Find Orthogonal Matrix with 1st Row (1/3,2/3,2/3)

[gysush]

Find an orthogonal matrix whose first row is (1/3,2/3,2/3)

I know orthogonal matrix A satisfies A*A' = I, where A' is the transpose of A and I is identity matrix.

Let A = 1/3*{{1,2,3},{a,b,c},{d,e,f}} where a,b,c,d,e,f elements of R
A'= 1/3*{{1,a,d},{2,b,e},{2,c,f}}

We can obtain 6 equations for 6 unknowns by equation with the identity matrix.
Plugging into mathematica yields

Solve[{a*a + b*b + c*c == 3, a + 2*b + 2*c == 0,
d*d + e*e + f*f == 3, d + 2*c + 2*f == 0, a*d + b*e + c*f == 0,
1 + a*a + d*d == 3} , {a, b, c, d, e, f}]

And the result is highly nonsensical.
What is the problem here? I also know that for orthogonal matrix we can view the columns as an orthonormal set or we could view the rows as an orthonormal set.

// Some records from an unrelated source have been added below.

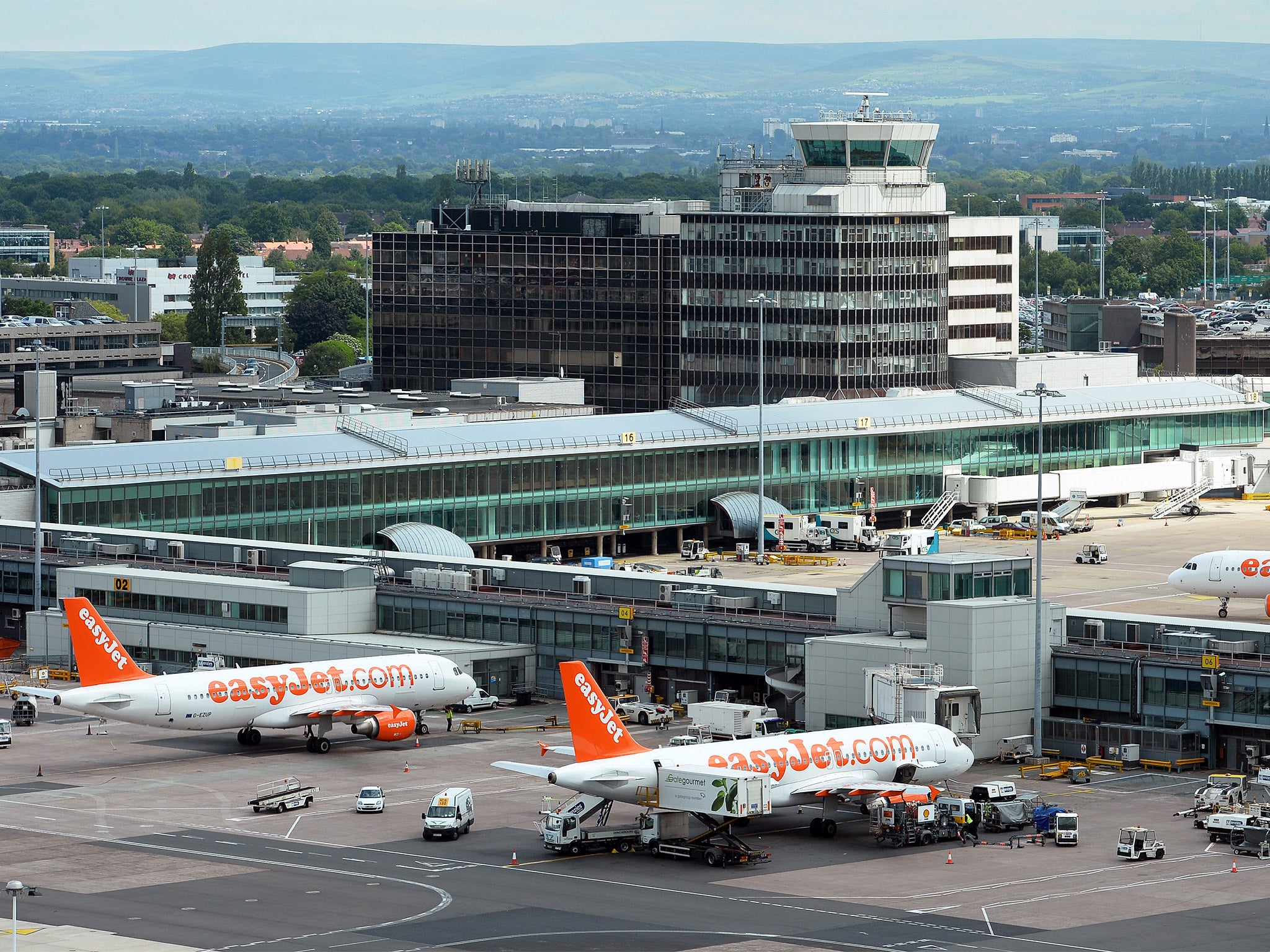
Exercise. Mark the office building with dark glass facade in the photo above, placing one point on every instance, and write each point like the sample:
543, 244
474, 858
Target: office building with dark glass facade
535, 288
655, 301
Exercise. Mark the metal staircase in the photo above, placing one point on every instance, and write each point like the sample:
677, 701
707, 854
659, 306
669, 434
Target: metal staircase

I.e...a^2 + b^2 + c^2 =3...or 1 + a^2 + d^2 =3...where the RHS of the eq is 3 instead of 1 since the matrix is reduce by a factor of 1/3.

Any help appreciated.
Thanks.

 

[gysush]

I guessed the solution by just trying to make the the squares of the components of the columns equal to 1. Then multiplied the transpose and made terms negative such that they equal 0 when appropriate. So I got that A = 1/3*{{1,2,2},{2,1,-2},{2,-2,1}}
This satisfies A*A' = I. However, what would be a more robust/systematic way? Also, why did my previous method fail?

 

[D H]

Your solution does not satisfy A*A^T = I. You are however close to finding a solution. What's wrong, and how can you fix it?

The problem with your initial approach is that you had false expectations. You implicitly expected to find a set of equations that would yield the solution. The orthogonality conditions give have three equations in six unknowns. That is an underspecified system of equations. There is no one solution. There are instead an infinite number of solutions.

So, how could you have solved this systematically? You have one unit vector. The null space of this vector is a plane. All you have to do is pick any unit vector on this plane as your second unit vector. The third unit vector is (almost) fully constrained. If you want a special orthogonal matrix, the third unit vector is fully constrained.

 

[gysush]

How does my solution not satisfy?

http://www.wolframalpha.com/input/?i=1/3*1/3*{{1,2,2},{2,1,-2},{2,-2,1}}.{{1,2,2},{2,1,-2},{2,-2,1}}

 

[D H]

Sorry, I didn't see the 1/3 in front of the whole thing. I saw your second row as 2,1,-2 rather than 2/3,1/3,-2/3. So, yes, you do have a solution.

Note that this is also a solution:

$$\bmatrix \frac 1 3 & \phantom{-}\,\frac 2 3 & \phantom{-}\,\frac 2 3 \\ \frac 2 {\surd 5} & -\,\frac 1 {\surd 5} & \phantom{-}\,0 \\ \frac 2 {\surd 45} & \phantom{-}\,\frac 4 {\surd 45} & -\,\frac 5 {\surd 45} \endbmatrix$$

The one you found is nice and rational; the above is not. There are an uncountable number of solutions.

 

[gysush]

Sorry, hope I didn't mean to sound like I was yelling or questioning your help in my response.
Thank you for your response about the plane! I can see what is happening better now.